Ce coup de marteau est un quitte ou double imposé par le cinéaste aux spectateurs. La seule option qui nous est laissée durant l’heure de film qui reste après est de fixer les bris de porcelaine éparpillés au sol, tout en étant enjoints – pour ne pas dire contraints – à être émus devant cette tragédie, par celui-là même qui a arbitrairement décidé de la faire advenir. L’événement qui détruit les vies des personnages et le cours du film ne peut même pas être considéré comme un exemple de plus du mécanisme exposé dans un précédent article cannois, le devoir de mort imposé artificiellement à un personnage sacrifié sur l’autel de la démonstration ; puisque dans le cas présent il n’y a même plus de démonstration passé ce point de non-retour.
Le sujet complexe, intelligent, pertinent posé au départ s’est évaporé, écrasé par le passage du bulldozer du chantage à l’émotion lourde. Il n’est plus question de traiter cette problématique (qui s’impose pour la première fois de leur vie aux jeunes personnages, mais qui nous poursuit durant tout l’âge adulte) de l’accord difficile, voire impossible, entre ce que l’on est, instinctivement, sans réfléchir, et ce que les autres projettent sur nous, notre physique, notre attitude, nos gestes inconscients – ici, la tête de Léo négligemment posée sur l’épaule de Rémi le premier jour de classe, ce qui déclenche immédiatement rumeurs, insultes et jugements à l’emporte-pièce (« vous êtes en couple ? »). Léo et Rémi se retrouvent à devoir trouver des réponses à des questions qu’ils ne s’étaient jamais posés. « Plaquer des étiquettes est le contraire de chercher à comprendre », dit une réplique de Sense8, et c’est exactement ce qui arrive à Léo et Rémi. L’un des deux le vit plus mal que l’autre, et décide de réorienter drastiquement son comportement pour l’accorder au moule hétéronormé, quitte à repousser au passage la personne qui comptait jusque là le plus pour lui.
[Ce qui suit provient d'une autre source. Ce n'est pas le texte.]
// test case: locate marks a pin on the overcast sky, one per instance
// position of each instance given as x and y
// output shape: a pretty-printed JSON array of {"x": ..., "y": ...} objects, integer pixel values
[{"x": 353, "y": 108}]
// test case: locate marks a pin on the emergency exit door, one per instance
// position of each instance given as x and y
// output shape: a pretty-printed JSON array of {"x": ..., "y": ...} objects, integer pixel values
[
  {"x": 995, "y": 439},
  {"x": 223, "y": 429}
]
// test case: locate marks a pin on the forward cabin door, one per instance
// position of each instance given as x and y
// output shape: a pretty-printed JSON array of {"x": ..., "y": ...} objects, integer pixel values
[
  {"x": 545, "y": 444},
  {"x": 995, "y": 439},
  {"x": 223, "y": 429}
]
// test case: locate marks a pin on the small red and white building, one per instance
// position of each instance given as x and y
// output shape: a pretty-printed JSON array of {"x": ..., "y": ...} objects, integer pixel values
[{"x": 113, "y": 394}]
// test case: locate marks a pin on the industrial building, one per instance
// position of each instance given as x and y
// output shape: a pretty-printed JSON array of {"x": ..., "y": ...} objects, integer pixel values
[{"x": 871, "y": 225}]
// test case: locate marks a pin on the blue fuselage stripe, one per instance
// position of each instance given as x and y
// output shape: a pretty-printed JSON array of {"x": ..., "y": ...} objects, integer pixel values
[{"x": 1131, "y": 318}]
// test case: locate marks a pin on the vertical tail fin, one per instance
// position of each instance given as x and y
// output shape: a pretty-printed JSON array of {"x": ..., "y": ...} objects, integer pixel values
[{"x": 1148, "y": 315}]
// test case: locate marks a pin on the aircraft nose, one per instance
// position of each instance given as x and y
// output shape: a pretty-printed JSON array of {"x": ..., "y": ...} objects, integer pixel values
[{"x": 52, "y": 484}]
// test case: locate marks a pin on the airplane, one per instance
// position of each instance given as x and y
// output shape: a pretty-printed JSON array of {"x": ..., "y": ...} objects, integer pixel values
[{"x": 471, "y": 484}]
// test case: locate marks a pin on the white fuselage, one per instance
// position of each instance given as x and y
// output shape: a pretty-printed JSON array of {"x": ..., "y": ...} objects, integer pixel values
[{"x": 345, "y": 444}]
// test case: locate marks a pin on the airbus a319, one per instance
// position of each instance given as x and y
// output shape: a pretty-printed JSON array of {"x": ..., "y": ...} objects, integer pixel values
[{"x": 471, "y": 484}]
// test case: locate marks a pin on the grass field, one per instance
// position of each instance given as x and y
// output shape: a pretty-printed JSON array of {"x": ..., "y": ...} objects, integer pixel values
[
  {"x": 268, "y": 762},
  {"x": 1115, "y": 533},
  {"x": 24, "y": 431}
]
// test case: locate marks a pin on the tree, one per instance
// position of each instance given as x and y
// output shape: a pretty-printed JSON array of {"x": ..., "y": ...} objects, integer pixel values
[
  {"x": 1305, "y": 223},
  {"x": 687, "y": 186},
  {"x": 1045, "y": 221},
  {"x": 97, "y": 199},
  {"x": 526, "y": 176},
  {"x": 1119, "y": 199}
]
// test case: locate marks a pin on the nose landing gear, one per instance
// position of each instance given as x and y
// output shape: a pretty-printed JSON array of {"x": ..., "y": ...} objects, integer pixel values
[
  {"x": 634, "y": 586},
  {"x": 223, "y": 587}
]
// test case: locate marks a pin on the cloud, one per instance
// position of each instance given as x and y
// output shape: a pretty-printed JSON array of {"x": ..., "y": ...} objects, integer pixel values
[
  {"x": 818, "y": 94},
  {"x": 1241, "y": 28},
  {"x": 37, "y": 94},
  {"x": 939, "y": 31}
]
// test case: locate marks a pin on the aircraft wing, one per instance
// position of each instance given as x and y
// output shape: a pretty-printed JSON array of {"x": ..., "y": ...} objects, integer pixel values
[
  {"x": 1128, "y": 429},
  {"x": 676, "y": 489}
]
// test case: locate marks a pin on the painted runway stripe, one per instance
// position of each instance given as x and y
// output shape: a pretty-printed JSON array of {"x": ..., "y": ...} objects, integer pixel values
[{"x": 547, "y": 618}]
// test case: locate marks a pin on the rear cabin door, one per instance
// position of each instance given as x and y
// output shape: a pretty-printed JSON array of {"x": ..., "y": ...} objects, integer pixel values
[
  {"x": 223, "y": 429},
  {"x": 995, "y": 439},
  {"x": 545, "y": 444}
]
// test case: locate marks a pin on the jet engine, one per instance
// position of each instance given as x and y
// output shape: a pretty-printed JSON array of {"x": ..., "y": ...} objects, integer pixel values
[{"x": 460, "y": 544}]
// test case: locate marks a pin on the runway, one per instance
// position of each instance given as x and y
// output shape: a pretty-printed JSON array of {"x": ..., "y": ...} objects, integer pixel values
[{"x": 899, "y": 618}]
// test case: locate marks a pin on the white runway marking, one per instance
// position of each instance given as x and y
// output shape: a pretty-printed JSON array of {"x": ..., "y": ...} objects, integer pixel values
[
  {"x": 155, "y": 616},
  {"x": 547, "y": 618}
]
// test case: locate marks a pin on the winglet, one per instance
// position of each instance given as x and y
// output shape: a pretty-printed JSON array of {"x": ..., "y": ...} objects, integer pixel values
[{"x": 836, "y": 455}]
Mais ça n’a en définitive pas d’importance, puisque le film se défausse de ce thème. Dhont préférant s’engager dans une redite de La chambre du fils aux trop gros sabots, tant sur la forme (la joliesse surlignée de l’enrobage visuel), que dans le fond – la fausse pudeur consistant à ne filmer que la répétition de l’ordinaire du quotidien, en pensant que l’extraordinaire en ressortira de soi-même. Ici cela ne fonctionne pas, et donne au contraire un résultat profondément indigeste.
CLOSE (Belgique, 2022), un film de Lukas Dhont, avec Eden Dambrine, Gustav De Waele, Émilie Dequenne, Léa Drucker. Durée : 105 minutes. Sortie en France indéterminée.